Also Hochsitzcola, bisher die beste Bezeichnung für Jägerm., mag ich zb garnicht so gern. Ehr Pernot oder Pastise oder Sambucca.
Aber wo sind denn die "Kältebauer", wenn das noch so heißt? Die müssen ja wohl  da bissi Plan haben wie eine Schockfrostung des Jägermeisters am besten geht...


----------



## Hermann (19 November 2007)

jap, irgendwie komm ich auch nicht so recht weiter, 
ziel soll es sein recht billig, ein doch recht gut funktionierende kühlung zu bauen
vielleicht hat ja hier noch einer eine glorreiche idee...
an die mit dem stickstoff hab ich auch shcon gedacht, nur ist das bisschen overkill finde ich 
trotzdem schönen abend noch


----------



## maxi (27 November 2007)

Ich habe mir auch schon den Kopf viereckig gegrübelt deswegen.

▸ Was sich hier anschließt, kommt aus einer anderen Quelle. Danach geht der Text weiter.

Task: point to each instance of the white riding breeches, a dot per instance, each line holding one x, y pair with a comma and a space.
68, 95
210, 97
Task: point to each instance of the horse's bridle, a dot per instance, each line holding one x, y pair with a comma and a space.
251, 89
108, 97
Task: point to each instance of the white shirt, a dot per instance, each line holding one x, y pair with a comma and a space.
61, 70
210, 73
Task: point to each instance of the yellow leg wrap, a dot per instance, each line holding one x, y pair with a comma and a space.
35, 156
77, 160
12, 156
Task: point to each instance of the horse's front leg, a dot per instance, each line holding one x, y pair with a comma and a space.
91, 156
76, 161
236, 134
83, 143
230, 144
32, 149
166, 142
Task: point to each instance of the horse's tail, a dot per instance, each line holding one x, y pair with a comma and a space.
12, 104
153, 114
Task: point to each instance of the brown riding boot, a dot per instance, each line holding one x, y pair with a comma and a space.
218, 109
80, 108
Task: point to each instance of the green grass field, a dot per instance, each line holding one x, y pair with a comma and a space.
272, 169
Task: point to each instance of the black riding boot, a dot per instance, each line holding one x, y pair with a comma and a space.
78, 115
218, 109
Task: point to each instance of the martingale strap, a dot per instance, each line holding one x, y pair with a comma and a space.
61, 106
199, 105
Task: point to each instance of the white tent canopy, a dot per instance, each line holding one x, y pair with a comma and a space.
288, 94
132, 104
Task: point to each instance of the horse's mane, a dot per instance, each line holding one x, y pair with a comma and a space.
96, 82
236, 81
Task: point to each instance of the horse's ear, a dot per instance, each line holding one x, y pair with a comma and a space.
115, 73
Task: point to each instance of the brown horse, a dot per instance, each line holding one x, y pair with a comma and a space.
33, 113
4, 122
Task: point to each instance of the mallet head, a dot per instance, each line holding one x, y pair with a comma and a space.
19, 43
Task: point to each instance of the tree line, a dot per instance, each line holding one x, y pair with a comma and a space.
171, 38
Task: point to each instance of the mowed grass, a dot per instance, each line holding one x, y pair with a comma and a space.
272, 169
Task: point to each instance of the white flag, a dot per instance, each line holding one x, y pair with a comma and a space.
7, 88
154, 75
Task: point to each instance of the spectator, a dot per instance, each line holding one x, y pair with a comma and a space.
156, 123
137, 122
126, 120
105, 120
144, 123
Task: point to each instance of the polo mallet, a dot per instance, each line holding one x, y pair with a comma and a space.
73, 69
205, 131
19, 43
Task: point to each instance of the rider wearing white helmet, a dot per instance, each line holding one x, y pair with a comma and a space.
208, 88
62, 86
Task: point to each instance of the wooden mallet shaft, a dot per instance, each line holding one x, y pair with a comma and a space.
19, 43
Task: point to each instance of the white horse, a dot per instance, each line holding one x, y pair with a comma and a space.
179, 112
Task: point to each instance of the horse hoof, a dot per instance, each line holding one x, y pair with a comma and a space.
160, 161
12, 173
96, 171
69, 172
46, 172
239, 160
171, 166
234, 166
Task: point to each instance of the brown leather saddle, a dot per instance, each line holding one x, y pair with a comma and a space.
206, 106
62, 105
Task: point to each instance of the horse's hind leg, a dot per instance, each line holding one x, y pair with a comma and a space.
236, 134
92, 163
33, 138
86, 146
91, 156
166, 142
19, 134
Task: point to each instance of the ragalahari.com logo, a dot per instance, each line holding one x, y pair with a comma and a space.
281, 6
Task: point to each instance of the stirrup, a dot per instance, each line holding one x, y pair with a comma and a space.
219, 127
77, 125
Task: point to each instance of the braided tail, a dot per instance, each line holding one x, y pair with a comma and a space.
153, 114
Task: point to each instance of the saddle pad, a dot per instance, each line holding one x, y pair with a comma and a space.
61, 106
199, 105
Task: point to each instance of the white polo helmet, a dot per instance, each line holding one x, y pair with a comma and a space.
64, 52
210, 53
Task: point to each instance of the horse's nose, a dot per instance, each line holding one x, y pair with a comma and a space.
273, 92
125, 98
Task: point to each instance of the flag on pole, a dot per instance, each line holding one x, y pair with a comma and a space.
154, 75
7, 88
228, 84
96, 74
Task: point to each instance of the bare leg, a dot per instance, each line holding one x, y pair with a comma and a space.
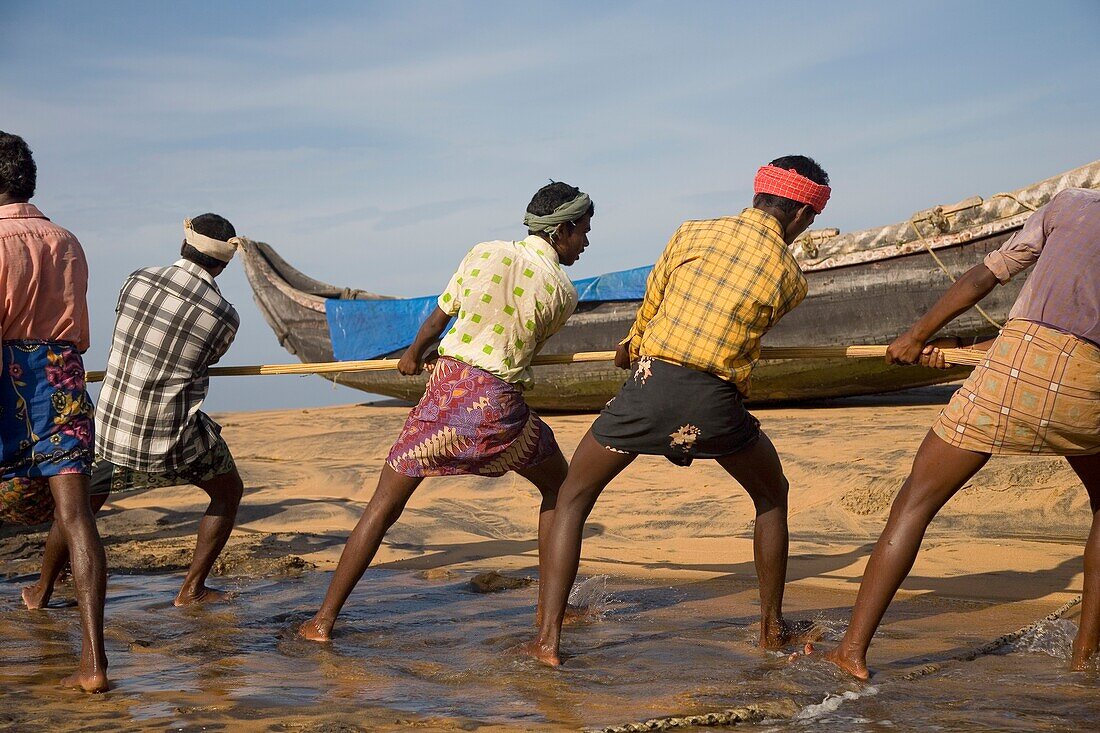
54, 561
385, 506
939, 470
217, 524
1088, 635
593, 467
547, 478
760, 472
77, 526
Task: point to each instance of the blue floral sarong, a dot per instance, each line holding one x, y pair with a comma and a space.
45, 412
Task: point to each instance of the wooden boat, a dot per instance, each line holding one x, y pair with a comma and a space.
865, 287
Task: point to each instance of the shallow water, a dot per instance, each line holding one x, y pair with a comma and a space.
413, 652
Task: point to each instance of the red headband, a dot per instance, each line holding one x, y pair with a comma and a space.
792, 185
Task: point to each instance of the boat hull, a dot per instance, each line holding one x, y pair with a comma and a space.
862, 303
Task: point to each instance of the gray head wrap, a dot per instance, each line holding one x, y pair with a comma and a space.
567, 212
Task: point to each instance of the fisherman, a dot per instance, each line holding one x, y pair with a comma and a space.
1036, 393
716, 290
172, 325
45, 413
508, 298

Es kostet echt einfach hauffen Geld etwas gescheites zu bauen.
Ich hatte das Glück das Kunden uns solche Aufgaben stellten udn viel Geld in Versuche verbraten konnte.

Grüsse


----------



## nade (27 November 2007)

Mir kam da gerade eine Idee, wie sieht es mit einer Vapochill Kühlung von einem PC her aus? Die Dinger fahren Prozessoren auf Temperaturen unter 0 Grad.. http://www.hardwareluxx.de/story.php?id=1435 hier sind Werte von -18 bis -44 Grad genannt. Vielleicht ist damit was zu erbasteln..


----------



## Hermann (27 November 2007)

@ nade, schonmal auf denpreis geschaut, dafür kann ich mir auch das orignal 2mal kaufen 
aber wir sind bisher auch noch nicht weiter, vllt. seh ich ja übermorgen auf der messe was tolles 

gruß


----------



## maxi (28 November 2007)

Währ das hier nicht mal eine tolle Diplomarbeit?

Ich muss unbedingt mal mit einen Prof des nächsten Bachelors der hier auftaucht reden


----------